Caso Salis, Tajani: «Da subito ci siamo occupati di Ilaria, ma non possiamo sostituirci al giudice ungherese»

Il ministro degli Esteri è intervenuto alla Camera sulla vicenda della connazionale detenuta in Ungheria

Il titolare della Farnesina, Antonio Tajani, è intervenuto alla Camera sul caso di Ilaria Salis, detenuta in Ungheria, al centro delle cronache dopo che è stata portata in aula con guinzaglio e mani e piedi legati. «L’Italia è la culla del diritto, la patria di Cesare Beccaria – ha esordito -. E il governo agisce per il rispetto del diritto nazionale, internazionale e comunitario. Il garantismo ispira il nostro agire per quanto riguarda il rispetto dei diritti dei detenuti. Pregiudicati o incensurati, in attesa di giudizio o condannati per noi ciò che conta è sempre la tutela della dignità della persona. Questi i principi ed i valori che ci guidano. La vicenda di Ilaria Salis rientra nei 2400 casi di connazionali detenuti all’estero. Per loro ci adoperiamo per fornire assistenza e garantire il rispetto di dignità e diritti fondamentali. Così abbiamo fatto sin dal primo giorno, da prima che diventasse oggetto di polemiche politiche».


L’impegno dell’ambasciata

Tajani ha spiegato, nel corso dell’informativa urgente sulla vicenda, che l’ambasciata italiana «si è attivata da subito» per assistere Salis e la sua famiglia. E che proprio grazie al loro lavoro« la signora Salis ha ottenuto un miglioramento delle condizioni detentive, dalla concessione dell’ora d’aria alle condizioni igieniche e all’effettiva ricezione del denaro inviatole. Come lei stessa ha confermato in una lettera del 24 marzo». E ancora: «Anche durante la seconda visita consolare in carcere, svoltasi il 5 aprile, il personale dell’Ambasciata ha consegnato alla Signora Salis un pacco con indumenti e generi di prima necessità e ha nuovamente parlato con lei del suo stato di salute e delle condizioni detentive. In una lettera del 19 aprile la Signora Salis ha informato l’Ambasciata di essere stata spostata, il 13 aprile, in una cella più spaziosa e condivisa con altre due detenute».

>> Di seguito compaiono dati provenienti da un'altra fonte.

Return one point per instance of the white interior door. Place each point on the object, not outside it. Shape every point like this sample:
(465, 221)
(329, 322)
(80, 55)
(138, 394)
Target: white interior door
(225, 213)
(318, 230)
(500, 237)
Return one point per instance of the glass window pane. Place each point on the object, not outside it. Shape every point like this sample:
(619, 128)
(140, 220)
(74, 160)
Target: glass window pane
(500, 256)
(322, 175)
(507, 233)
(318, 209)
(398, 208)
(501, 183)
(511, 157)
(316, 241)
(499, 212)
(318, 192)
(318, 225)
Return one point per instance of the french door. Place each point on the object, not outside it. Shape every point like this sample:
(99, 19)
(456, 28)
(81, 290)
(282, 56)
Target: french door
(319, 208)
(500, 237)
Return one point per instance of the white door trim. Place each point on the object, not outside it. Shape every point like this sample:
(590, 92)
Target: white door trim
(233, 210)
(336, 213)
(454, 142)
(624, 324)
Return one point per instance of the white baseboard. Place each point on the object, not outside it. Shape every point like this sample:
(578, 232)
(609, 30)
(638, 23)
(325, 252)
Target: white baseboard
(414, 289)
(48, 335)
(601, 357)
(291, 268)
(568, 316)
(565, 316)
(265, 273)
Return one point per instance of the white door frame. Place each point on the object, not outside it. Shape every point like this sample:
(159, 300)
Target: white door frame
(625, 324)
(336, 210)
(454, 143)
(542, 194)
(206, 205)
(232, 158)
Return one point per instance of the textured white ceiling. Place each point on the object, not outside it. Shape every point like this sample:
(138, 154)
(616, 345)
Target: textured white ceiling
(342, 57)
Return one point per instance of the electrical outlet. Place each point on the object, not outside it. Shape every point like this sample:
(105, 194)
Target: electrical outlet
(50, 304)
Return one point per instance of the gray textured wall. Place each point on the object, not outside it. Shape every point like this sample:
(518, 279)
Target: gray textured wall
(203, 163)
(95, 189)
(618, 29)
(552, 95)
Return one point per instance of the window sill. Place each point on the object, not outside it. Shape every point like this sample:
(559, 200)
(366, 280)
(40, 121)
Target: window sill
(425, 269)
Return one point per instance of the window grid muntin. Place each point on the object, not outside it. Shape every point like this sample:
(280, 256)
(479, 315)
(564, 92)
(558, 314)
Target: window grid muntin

Il dialogo con l’omologo ungherese

Tajani ha aggiunto che a fine gennaio il caso Salis è stato oggetto di discussione tra lui e il ministro degli Esteri ungherese. «A lui ho sottolineato che la signora Salis lamentava di avere difficoltà nell’accesso agli atti processuali tradotti e ai video prodotti come prova a suo carico», ha affermato Tajani. «Ho ricordato che la detenuta era stata lungamente sottoposta ad un regime di custodia cautelare che ne aveva limitato fortemente le possibilità d’interazione con l’esterno. E ho sottolineato che il Governo italiano esige il rispetto dei diritti e delle garanzie previste dalle norme europee, in sintonia con la nostra civiltà giuridica. Ho inoltre sottolineato l’auspicio di una revisione del regime di custodia cautelare, concedendo alla detenuta misure alternative».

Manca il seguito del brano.